Capitalismo e democracia de Biden
A unidade institucional típica da civilização norte-americana está ancorada no tripé das três grandes ordens de poder e administração de interesses: a ordem econômica pulverizada, a ordem política descentralizada e a ordem militar burocratizada. Todavia, os principais meios de poder com capacidade executiva rápida estão sob a estrutura plantada na Casa Branca. E são suas atividades, decisões e contatos que preservam e aumentam o domínio dos EUA como a maior democracia capitalista do mundo. Os EUA de Biden acordaram para a questão de que a compatibilidade do capitalismo com a democracia é algo que as sociedades constroem com boas regulações promotoras da civilidade e do bem-estar social. E, agora, quem quiser se salvar deve defender saúde e meio ambiente.

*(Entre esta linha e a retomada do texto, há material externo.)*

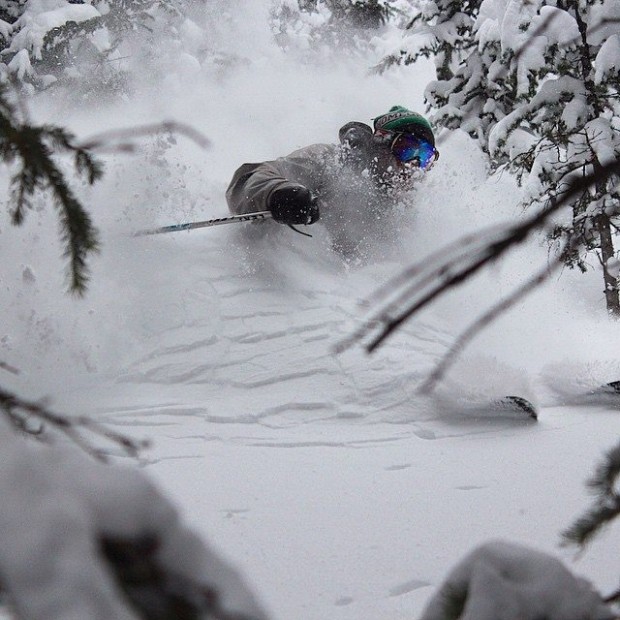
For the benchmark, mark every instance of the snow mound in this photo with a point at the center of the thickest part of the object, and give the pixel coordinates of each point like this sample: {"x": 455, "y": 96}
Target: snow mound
{"x": 504, "y": 581}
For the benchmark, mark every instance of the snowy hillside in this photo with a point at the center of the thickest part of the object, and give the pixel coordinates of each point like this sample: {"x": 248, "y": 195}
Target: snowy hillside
{"x": 329, "y": 480}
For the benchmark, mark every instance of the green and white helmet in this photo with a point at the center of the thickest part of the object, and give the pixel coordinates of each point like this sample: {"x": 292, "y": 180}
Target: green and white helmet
{"x": 401, "y": 119}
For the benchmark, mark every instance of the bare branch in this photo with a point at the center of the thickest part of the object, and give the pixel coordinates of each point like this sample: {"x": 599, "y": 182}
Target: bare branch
{"x": 120, "y": 139}
{"x": 424, "y": 282}
{"x": 483, "y": 321}
{"x": 21, "y": 413}
{"x": 9, "y": 368}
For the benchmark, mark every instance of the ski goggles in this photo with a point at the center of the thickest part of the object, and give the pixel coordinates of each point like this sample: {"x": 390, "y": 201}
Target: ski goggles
{"x": 408, "y": 148}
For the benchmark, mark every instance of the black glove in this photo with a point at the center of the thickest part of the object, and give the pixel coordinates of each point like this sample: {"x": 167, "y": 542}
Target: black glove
{"x": 293, "y": 204}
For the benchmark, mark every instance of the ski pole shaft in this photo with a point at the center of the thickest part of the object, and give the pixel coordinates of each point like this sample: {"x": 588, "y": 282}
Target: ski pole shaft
{"x": 231, "y": 219}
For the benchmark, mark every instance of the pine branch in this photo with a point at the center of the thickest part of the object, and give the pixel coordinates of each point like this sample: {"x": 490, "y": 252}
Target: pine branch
{"x": 424, "y": 282}
{"x": 606, "y": 506}
{"x": 35, "y": 148}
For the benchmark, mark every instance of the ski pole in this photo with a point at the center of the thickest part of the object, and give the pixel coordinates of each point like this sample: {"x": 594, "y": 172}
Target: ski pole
{"x": 231, "y": 219}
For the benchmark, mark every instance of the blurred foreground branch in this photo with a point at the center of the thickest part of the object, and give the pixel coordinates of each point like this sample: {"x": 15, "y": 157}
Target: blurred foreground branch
{"x": 403, "y": 297}
{"x": 35, "y": 419}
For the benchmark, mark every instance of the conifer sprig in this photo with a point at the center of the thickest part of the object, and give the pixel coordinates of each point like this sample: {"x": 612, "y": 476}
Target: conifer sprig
{"x": 606, "y": 506}
{"x": 33, "y": 149}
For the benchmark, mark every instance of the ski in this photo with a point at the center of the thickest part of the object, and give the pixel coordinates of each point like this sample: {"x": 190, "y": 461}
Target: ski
{"x": 246, "y": 217}
{"x": 518, "y": 405}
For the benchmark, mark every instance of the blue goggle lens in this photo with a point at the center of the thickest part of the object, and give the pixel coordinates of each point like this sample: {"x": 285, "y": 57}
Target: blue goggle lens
{"x": 407, "y": 148}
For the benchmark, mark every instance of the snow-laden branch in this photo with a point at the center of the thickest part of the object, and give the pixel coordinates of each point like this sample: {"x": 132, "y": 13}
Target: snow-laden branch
{"x": 81, "y": 539}
{"x": 403, "y": 297}
{"x": 501, "y": 580}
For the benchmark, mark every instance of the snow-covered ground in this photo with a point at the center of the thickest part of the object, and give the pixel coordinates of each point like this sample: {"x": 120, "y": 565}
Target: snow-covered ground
{"x": 334, "y": 486}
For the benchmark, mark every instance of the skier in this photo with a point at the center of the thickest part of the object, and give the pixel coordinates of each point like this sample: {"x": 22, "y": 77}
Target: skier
{"x": 355, "y": 180}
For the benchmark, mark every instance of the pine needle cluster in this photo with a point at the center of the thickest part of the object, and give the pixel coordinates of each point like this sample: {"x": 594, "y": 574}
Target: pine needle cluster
{"x": 33, "y": 150}
{"x": 606, "y": 505}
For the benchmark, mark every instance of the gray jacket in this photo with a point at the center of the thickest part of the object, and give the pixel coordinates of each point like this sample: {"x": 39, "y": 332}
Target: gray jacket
{"x": 252, "y": 184}
{"x": 355, "y": 182}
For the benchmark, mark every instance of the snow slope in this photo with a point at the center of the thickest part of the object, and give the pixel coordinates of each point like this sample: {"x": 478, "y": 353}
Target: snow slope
{"x": 328, "y": 479}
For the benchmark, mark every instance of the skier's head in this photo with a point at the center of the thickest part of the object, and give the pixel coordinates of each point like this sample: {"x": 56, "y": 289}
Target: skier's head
{"x": 408, "y": 135}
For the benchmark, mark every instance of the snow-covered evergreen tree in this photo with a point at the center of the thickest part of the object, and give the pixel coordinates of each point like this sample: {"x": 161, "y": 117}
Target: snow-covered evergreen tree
{"x": 83, "y": 43}
{"x": 536, "y": 83}
{"x": 329, "y": 24}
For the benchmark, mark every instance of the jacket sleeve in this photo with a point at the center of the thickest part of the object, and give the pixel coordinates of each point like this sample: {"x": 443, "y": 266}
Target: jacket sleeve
{"x": 252, "y": 184}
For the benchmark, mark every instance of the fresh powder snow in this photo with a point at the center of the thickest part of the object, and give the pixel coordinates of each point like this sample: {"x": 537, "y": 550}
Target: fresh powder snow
{"x": 327, "y": 480}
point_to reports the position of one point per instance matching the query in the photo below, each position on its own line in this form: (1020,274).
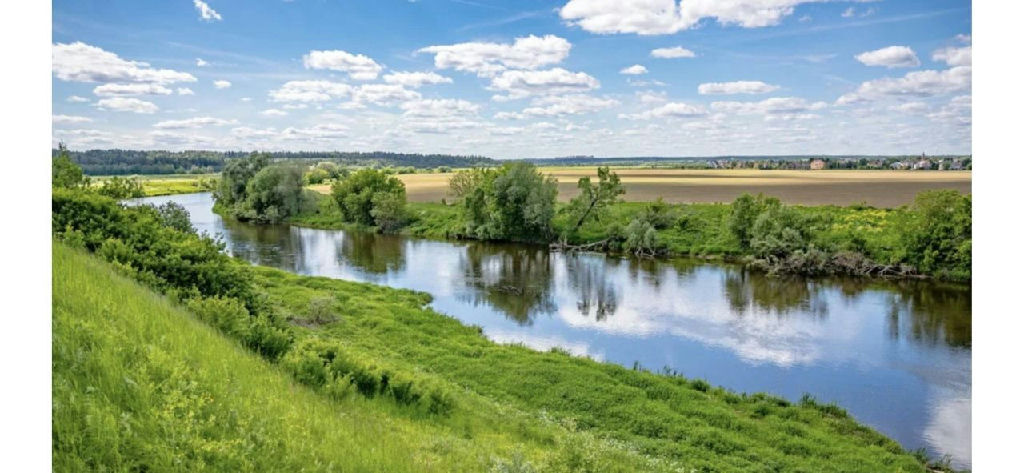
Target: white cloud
(416,79)
(518,84)
(892,56)
(489,58)
(70,119)
(81,62)
(439,108)
(728,88)
(205,12)
(324,131)
(557,105)
(669,16)
(775,105)
(127,104)
(108,90)
(197,122)
(671,110)
(383,94)
(357,67)
(672,53)
(310,91)
(915,84)
(634,70)
(953,56)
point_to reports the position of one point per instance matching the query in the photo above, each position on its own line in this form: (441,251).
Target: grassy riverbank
(367,363)
(690,229)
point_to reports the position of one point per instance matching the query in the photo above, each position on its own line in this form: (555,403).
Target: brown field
(880,188)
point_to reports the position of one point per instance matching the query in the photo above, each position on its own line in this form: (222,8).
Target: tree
(236,177)
(273,194)
(65,173)
(745,210)
(594,198)
(355,196)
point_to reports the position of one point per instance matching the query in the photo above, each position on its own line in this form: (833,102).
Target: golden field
(880,188)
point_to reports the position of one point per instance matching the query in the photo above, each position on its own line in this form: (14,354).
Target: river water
(897,355)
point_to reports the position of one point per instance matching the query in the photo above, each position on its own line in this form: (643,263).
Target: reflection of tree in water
(779,295)
(932,314)
(596,292)
(374,253)
(514,280)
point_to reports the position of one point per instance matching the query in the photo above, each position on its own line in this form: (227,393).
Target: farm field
(879,188)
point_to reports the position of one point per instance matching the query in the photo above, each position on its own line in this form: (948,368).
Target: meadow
(366,378)
(841,187)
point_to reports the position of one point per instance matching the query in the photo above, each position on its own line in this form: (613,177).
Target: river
(897,355)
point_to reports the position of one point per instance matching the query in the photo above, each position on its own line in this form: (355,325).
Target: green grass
(140,385)
(675,420)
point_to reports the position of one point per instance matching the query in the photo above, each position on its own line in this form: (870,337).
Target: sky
(515,79)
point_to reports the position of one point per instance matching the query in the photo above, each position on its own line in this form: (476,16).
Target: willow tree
(595,197)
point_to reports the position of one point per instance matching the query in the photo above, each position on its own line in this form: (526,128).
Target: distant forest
(122,162)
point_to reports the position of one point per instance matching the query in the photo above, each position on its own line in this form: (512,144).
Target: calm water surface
(896,355)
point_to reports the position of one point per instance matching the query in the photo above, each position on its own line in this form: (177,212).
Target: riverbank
(381,338)
(861,240)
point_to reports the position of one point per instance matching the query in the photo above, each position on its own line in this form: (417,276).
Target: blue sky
(516,79)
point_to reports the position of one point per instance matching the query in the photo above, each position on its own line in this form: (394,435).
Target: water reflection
(514,280)
(896,354)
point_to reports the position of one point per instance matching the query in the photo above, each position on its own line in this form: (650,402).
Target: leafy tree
(937,235)
(273,194)
(122,187)
(356,196)
(235,178)
(65,172)
(594,198)
(745,210)
(515,202)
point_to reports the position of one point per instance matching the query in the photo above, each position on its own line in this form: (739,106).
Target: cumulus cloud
(310,91)
(416,79)
(71,119)
(108,90)
(518,84)
(915,84)
(81,62)
(672,53)
(383,94)
(558,105)
(325,131)
(953,55)
(671,110)
(439,108)
(669,16)
(775,105)
(357,67)
(634,70)
(892,56)
(737,87)
(205,12)
(197,122)
(487,59)
(127,104)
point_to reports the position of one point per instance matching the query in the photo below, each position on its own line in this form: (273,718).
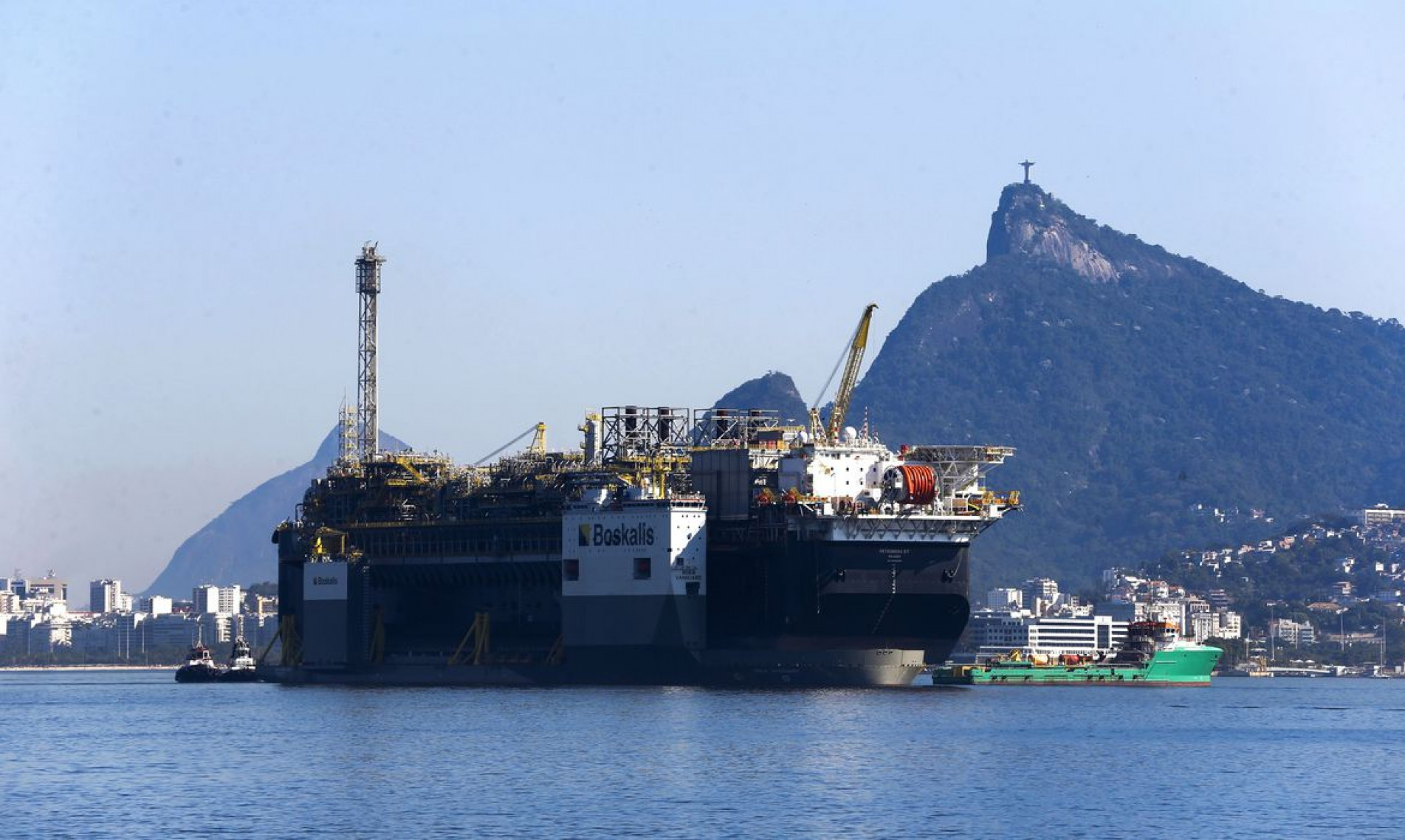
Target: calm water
(134,753)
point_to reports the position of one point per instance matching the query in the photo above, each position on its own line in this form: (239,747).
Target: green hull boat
(1152,656)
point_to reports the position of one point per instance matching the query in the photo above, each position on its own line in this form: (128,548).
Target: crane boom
(846,384)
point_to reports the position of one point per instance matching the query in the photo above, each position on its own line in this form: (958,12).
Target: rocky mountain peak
(1033,224)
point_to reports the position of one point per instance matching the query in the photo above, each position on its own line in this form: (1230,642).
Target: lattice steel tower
(367,286)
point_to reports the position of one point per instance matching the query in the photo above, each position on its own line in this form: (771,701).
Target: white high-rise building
(205,599)
(157,606)
(106,596)
(218,600)
(1003,599)
(231,599)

Quando Trump misturou liberalismo, populismo e ação política, os EUA sentiram o risco de desorganização social. Não deu outra. Biden chegou aos 100 dias de governo dando alta intensidade às suas ações. Ele é mais experiente e sabe que o aparato político não é extensão mecânica de interesses econômicos ou de fanáticos apoiadores. Nenhum dos dois tem força para substituir o sistema político e o emaranhado de pessoas, instituições e hierarquias envolvidas. Mas, como tudo nos EUA, a vitória de Biden não significa que houve inversão de poder. Ele é continuidade com mudança.
À frente dos EUA, ao governo Biden apareciam três opções: uma era tentar segurar a situação presente (a que vigorou de 1973 até Obama), em que os EUA faziam a política econômica que bem entendiam, estando muito integrados ao mundo. Funciona enquanto a sociedade civil não se rebela e a espinha dorsal do poder não se inclina a favor de mudanças. Nos EUA, a revolta ocorreu em 2016 com ânimos populistas-nacionalistas que acabaram levando Donald Trump ao poder. E, embora derrotado, é difícil voltar com o mau gênio que despertou para dentro da garrafa da normalidade. Por isso, mais exequíveis restam as outras duas opções.
A segunda é tentar se apropriar de algumas agendas populistas/nacionalistas do Trump e acelerar o retorno para o passado que o mundo viveu entre 1945 e 1973, com estados nacionais fortes e menos integrados. Contando com a aposta de que a sociedade civil americana mais ampla é democrata e capaz de criar uma identidade americana mais abrangente, menos compartimentalizada em grupos de stauts e classes sociais, mas igualmente nacionalista. Esse, sim, é um puro “de volta para casa” econômico, que basicamente entrega o que Trump prometeu, só que com uma identidade americana multicultural e não racista.
A terceira é abrir caminho para a experimentação com um maior federalismo global. Ou seja, regras globais básicas de imposto, trabalho, remuneração, bem-estar social, etc. O apoio a um imposto global para as big techs vai nesse caminho. Como, por questões tecnológicas, a globalização só vai aumentar, o plano 2, mesmo na sua versão bem-intencionada, é difícil dar certo do ponto de vista democrático. Democracia como a ideia de igualdade entre as pessoas (uma pessoa, um voto), mas também os valores liberais de proteção das minorias e impedimento de concentração de poderes não se enquadra no apetite concentrador de capital e poder que possuem as empresas de alta tecnologia. A liberdade de oportunidade possibilitada pelas redes sociais delas derivadas são uma válvula de escape, mas precisam de vigilância pública e sofrem controle remoto privado.
O plano 3, de maior federalismo global com sociedade civil forte, é o que nunca foi testado. Afinal, as organizações internacionais dos anos 1970 para cá são mais fachada do que substância — crescem menos do que as grandes empresas e fortunas individuais — e as que funcionam o fazem com base em deficit democrático e estão sujeitas à lei do mais forte. Todavia é cada vez maior a melhor chance para se seguir tendo uma sociedade civil livre, ativa, com economias pujantes e com menos chance de guerra militar ou fiscal. Verdade seja dita de que até poucos anos atrás não havia tecnologia que fizesse o plano 3 exequível. Hoje, as Big Tech, administradas de forma mais transparente e democrática, são parte da solução.
Por fim, em qualquer caminho, o viés ambiental é inevitável e faz parte da equação para modernizar a relação entre capitalismo e democracia. É aí que está a grande oportunidade para o Brasil se situar na alta conversa entre seus dois maiores parceiros comerciais, pois não haverá nova geografia ambiental sem EUA, China e Brasil de acordo. Pena termos um presidente tão desinformado sobre tudo.